The photographic corpus chosen captures the population of Peking during two decades that followed the collapse of the Empire and the city's loss of its status as the capital of the country (1928). It sheds very new light on Peking's special social composition which, until 1912 included many categories of craftsmen, merchants, artists etc. linked to the activities of the imperial court and bureaucracy. They were the great losers in China’s passage to an absent and disorganized republic. The abdication of the Qing also literally ruined the entire Manchu population, amounting to a third of the city's inhabitants who depended directly on the dynasty. It is therefore a society in the throes of profound change (in terms of political upheaval, redistribution of wealth, the abandonment of customs imposed by the Manchus such as for example the wearing of the pigtail, the decline of the capital, changes in its spatial composition and so on) that we should try to give an account of over two decades from 1917 to 1937. It is not a history of the city of Peking that we are trying to write here. Rather, we would like to center our work on the popular categories, in using photographic material as the warp and the weft to write a story of the common people and their practices, a story of their districts and street life, a story of small crafts and the know-how of the common people.

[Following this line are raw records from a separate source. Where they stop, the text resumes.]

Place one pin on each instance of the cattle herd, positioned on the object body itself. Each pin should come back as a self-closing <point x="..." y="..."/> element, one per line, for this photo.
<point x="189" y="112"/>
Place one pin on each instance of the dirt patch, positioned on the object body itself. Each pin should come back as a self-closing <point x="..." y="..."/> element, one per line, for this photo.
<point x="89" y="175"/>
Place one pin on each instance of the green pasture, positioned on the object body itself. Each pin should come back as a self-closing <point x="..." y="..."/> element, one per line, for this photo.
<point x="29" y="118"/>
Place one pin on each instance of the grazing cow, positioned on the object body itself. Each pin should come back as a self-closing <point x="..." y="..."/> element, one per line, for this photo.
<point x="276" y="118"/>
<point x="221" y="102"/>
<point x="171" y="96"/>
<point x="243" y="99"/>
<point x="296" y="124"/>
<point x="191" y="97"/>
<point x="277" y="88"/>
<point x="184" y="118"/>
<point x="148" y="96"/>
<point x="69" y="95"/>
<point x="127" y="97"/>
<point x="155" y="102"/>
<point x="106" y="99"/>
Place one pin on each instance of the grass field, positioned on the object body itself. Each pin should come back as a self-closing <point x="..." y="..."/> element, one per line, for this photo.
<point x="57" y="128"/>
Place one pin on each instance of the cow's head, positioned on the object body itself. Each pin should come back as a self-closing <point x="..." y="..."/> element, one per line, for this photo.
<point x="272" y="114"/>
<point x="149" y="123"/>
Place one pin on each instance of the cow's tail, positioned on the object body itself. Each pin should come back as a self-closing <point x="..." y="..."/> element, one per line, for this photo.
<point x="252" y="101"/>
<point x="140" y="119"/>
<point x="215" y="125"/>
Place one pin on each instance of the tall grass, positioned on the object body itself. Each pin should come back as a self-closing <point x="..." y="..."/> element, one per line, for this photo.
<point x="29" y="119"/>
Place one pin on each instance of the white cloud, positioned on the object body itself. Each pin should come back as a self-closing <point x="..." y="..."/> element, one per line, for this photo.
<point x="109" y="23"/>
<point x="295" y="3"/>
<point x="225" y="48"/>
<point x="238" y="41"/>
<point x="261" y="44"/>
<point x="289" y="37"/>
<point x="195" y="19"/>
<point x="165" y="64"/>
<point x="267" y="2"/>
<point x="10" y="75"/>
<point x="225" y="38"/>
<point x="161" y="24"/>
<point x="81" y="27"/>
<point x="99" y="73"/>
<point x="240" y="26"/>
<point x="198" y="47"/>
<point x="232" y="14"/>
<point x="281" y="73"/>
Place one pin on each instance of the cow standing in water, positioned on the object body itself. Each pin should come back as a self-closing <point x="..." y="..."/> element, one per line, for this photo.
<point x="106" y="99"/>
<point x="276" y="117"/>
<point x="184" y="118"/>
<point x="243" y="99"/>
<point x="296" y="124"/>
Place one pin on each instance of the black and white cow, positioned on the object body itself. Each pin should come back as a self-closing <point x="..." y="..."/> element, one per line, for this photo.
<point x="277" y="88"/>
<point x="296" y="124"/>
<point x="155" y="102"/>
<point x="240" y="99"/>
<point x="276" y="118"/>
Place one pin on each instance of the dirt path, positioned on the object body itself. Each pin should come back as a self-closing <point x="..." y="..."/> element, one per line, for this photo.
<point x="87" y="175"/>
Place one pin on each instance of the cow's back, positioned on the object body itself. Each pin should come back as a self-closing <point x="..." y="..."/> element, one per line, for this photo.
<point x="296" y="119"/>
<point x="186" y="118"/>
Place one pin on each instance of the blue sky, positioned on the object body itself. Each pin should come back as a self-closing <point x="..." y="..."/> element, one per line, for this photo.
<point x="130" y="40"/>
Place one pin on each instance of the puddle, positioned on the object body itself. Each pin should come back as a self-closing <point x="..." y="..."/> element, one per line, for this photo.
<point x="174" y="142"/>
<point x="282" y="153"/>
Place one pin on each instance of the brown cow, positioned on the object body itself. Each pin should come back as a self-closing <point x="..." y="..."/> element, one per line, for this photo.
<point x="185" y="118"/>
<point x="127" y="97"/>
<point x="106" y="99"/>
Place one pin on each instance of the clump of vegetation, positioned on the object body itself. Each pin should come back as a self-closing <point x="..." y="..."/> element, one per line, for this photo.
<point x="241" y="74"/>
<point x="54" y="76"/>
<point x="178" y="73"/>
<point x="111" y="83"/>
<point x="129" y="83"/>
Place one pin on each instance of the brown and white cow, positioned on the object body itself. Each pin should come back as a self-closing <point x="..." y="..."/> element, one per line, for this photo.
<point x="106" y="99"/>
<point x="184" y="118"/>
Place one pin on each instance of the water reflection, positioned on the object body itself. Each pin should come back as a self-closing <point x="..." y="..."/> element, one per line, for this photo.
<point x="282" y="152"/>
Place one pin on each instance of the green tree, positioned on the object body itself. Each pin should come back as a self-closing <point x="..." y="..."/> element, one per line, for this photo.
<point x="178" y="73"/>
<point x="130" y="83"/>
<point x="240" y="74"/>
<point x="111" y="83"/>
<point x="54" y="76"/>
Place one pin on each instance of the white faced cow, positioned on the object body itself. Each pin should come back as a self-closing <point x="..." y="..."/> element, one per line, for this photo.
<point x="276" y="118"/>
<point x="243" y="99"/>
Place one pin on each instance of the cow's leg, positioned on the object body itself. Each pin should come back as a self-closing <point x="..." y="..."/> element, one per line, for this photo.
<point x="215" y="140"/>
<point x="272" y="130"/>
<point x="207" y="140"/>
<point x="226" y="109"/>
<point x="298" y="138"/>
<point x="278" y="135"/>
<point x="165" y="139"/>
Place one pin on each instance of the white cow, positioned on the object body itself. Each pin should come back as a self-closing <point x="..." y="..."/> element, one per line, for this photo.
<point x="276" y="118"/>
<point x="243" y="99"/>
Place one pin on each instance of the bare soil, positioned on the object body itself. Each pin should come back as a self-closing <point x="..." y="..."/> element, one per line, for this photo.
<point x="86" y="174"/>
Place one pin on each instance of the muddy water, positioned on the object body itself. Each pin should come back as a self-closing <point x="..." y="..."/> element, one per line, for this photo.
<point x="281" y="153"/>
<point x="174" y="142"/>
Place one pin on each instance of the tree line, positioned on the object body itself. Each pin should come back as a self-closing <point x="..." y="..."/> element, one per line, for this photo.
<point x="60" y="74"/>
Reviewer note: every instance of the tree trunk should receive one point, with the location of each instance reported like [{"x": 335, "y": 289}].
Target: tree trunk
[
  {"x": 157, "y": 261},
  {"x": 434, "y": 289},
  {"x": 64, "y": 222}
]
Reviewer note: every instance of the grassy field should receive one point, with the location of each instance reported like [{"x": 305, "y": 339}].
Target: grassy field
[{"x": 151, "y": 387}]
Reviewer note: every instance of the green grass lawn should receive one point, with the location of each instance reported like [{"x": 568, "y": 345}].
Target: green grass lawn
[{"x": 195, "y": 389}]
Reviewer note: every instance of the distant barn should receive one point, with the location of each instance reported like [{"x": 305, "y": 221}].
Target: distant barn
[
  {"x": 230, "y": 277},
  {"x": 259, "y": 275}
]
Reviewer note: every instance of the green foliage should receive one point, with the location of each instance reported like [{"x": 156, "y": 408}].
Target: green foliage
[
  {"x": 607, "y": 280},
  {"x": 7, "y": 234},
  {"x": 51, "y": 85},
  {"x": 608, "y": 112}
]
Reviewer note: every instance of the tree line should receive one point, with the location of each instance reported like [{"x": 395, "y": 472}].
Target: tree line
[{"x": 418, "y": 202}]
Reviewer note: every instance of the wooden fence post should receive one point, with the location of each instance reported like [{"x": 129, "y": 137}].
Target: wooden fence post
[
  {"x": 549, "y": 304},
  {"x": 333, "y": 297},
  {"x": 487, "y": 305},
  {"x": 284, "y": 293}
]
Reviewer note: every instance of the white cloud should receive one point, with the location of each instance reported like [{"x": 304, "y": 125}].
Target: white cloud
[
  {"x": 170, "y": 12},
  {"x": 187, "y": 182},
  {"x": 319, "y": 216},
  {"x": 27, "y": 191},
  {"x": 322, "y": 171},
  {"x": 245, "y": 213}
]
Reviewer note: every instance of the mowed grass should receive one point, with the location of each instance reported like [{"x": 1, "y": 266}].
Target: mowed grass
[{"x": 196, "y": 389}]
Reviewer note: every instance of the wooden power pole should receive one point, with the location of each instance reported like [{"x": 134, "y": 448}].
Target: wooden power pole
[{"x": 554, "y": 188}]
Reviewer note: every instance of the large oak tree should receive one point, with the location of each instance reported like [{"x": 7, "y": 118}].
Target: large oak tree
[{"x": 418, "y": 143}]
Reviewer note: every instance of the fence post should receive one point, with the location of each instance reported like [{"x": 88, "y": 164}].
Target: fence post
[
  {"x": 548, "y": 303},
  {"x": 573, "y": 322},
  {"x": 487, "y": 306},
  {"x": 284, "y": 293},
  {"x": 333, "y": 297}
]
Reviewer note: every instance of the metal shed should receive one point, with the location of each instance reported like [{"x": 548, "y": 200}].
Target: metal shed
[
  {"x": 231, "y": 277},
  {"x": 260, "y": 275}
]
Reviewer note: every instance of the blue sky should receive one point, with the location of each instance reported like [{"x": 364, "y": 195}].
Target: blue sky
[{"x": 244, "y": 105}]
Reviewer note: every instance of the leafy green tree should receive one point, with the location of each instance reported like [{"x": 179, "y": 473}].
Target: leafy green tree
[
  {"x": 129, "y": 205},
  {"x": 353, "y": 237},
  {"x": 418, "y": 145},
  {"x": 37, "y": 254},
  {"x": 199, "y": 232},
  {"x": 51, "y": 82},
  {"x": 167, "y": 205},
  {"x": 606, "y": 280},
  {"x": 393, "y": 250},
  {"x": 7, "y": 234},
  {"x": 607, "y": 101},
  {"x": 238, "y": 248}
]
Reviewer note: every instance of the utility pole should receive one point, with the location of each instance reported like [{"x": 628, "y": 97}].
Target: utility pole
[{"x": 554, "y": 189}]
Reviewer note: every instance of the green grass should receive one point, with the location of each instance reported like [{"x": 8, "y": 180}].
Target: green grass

Feng Yi, CNRS Source analyst

Institut d'Asie Orientale



References

Sydney Gamble, Peking. A Social Survey (New York: George H. Doran Company [c1921]); Prices, wages, and the standard of living in Peking, 1900-1924 ([Peking]: Peking Express Press [1926]) ; How Chinese families live in Peiping; a study of the income and expenditure of 283 Chinese families (New York, London: Funk & Wagnalls Company, 1933) ; Ting Hsien; a north China rural community (Stanford: Stanford University Press [1968]) ; North China Villages: Social, Political and Economic Activities Before 1933 (Berkeley: University of California Press, rep. 1963).

Sidney D. Gamble's China, 1917-1932 : photographs of the land and its people, Washington, D.C. : Alvin Rosenbaum Projects, Inc., 1988

Between Revolutions: Photographs by Sidney D. Gamble 1917-1927. New York: China Institute in America, The Sidney D. Gamble Foundation for China Studies, 1989

Sidney D. Gamble's Photographs of China, The Sidney D. Gamble Foundation for China Studies, New York, 1999, 56 p.

Herta, Imhof  (ed.), “Hedda Morrison's Jehol: A Photographic Journey”, East Asian History,  22 (2001), 1-128

Alastair, Morrison, “Hedda Morrison in Peking: A Personal Recollection”, East Asian History,  4 (1992), 105-118.

Hedda, Morrison, A Photographer in Old Peking, Oxford (New York: Oxford University Press, [1985])

George N. Kates, Hedda Morrison, The Years that Were Fat: Peking, 1933-1940 (Oxford, Oxford University Press, [1989]).